Fondazione Merz

Josef Koudelka. Traces

10 February – 15 April 2012

 

Curated by Lorenza Bravetta and Maria Centonze

 

in collaboration with Agency Magnum Photos

Fondazione Merz present Koudelka’s work through a selection of 12 large scale landscape photographs, and three videos that document three of his great projects, Invasion (1968), Gypsies (1975), and Chaos (1999), along with some of the most important books published throughout his career span.

For the first time on display, the 12 black and white panoramic photographs –part of the Piemonte Project that the Regione Piemonte commissioned to Koudelka in 2004 on the occasion of the 2006 Winter Olympic Games– reveal a land that is rich in culture, history, memories, and innovations, but at the same time full of strong contradictions. The photographs show a landscape from which the human presence has been removed, and yet the traces man has left behind are always visible.

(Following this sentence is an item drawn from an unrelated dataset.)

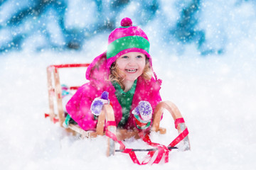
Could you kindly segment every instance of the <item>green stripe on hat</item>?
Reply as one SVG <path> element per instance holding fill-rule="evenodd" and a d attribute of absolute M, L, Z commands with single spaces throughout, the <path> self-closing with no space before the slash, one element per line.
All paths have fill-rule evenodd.
<path fill-rule="evenodd" d="M 140 36 L 120 38 L 107 46 L 107 59 L 115 56 L 124 50 L 133 47 L 143 49 L 147 52 L 149 52 L 149 42 Z"/>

“Koudelka’s body of work develops from his personal extensive investigation on European landscape. It features the absence of man from places where everything actually tells of his presence: the empty spaces are filled with cumbersome presences, with traces of more or less recent lives that integrate into the scenery, or bear witness to a mutual and perpetual rejection.” Maria Centonze

Featured in the exhibition are three videos that document three important reportages by the renowned photographer: Invasion (1968), witnessing the Soviet invasion of Prague in 1968, Gypsies (1975) a chronicle of Gypsy life in Eastern Europe, and finally Chaos, a collection of great panoramic views that describe a landscape on which man has strongly intervened.